Сижу на лавке, думаю. Не выходит шапка из головы. Смех и грех. Где-то она сейчас, моя матушка? И сердиться не знаешь на кого. На ветер? Что с него возьмешь. Спасибо, что он еще с шапкой голову не унес.

Вдруг ввалились ко мне в избу пограничники, гремят винтовочками, холода со снежком с собой притащили. Стало в избе сразу шумно, людно, гомотно.

Гости скидывают запорошенные снегом шлемы, расстегивают шинели, стряхнули снег с сапог, но не в сенях, а прямо в избе, — и сразу к печке.

Взглянул я на гостей, дрова у печки пересчитал и сообразил: не обогреть моими дровишками продрогших молодцов. Накинул полушубок и вывалился из избы.

На улице, у прикуты, человек с винтовкой ходит, около крыльца семь пар лыж. Жалко мне стало паренька:

— В избу чего не идете, товарищ? Лыжи караулите? Их тут никто не унесет. Людей посторонних на хуторе нет...

Поежился закиданный снегом караульщик, да и говорит:

— Спасибо, отец. Но мне и здесь тепло. А вот ты, смотри, не простудись...

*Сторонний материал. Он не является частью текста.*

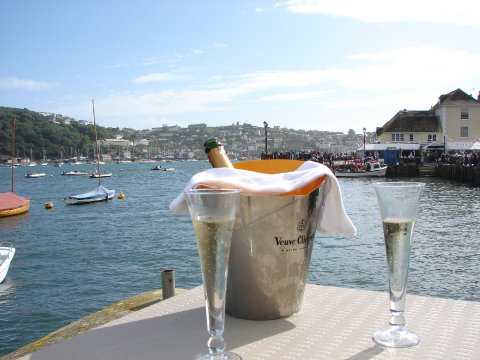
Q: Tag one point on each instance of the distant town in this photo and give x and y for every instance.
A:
(241, 141)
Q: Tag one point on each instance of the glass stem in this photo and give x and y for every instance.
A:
(216, 344)
(397, 320)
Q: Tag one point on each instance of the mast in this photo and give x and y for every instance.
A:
(13, 148)
(96, 142)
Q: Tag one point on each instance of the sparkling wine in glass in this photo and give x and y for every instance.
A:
(213, 217)
(398, 202)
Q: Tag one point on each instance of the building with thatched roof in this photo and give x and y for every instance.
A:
(452, 122)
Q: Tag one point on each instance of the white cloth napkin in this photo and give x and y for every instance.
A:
(332, 220)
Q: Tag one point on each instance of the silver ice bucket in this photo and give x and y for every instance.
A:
(270, 254)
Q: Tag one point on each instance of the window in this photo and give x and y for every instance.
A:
(397, 137)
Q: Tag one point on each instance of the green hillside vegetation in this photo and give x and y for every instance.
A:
(37, 136)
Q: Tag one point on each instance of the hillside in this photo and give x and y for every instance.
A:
(37, 136)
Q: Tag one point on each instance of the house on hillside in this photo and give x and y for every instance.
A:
(453, 123)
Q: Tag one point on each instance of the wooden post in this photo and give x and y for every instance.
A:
(168, 283)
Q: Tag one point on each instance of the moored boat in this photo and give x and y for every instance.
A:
(7, 251)
(74, 172)
(100, 193)
(96, 175)
(12, 204)
(35, 175)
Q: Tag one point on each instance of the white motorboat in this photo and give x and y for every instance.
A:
(7, 251)
(74, 172)
(100, 193)
(35, 175)
(96, 175)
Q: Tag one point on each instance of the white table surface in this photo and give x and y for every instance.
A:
(333, 323)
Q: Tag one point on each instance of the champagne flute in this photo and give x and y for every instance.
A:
(213, 217)
(398, 202)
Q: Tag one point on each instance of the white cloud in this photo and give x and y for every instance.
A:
(154, 77)
(381, 81)
(462, 12)
(297, 96)
(26, 84)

Перекинулся я с добрым часовым парой тепленьких словец насчет злодейской погоды, от которой человеку житья нет, — и в избу греться. Подбросил в печку дровец — и к старухе. Сидим с ней на лавке в уголке, на молодцов поглядываем.

А они, сердечные, так захолодали, что иные форсуны (как же не форсуны: на улице тридцать градусов холода, а они в носочках) чуть не со слезами сдирали с застуженных ног сапоги. А потом к печке, к огоньку греться. И образовалась около моей жаркой времянки очередь. Греются мои полуночники, захолодевшие пальцы ног, как малые дети, тискают, — и хоть бы словечко.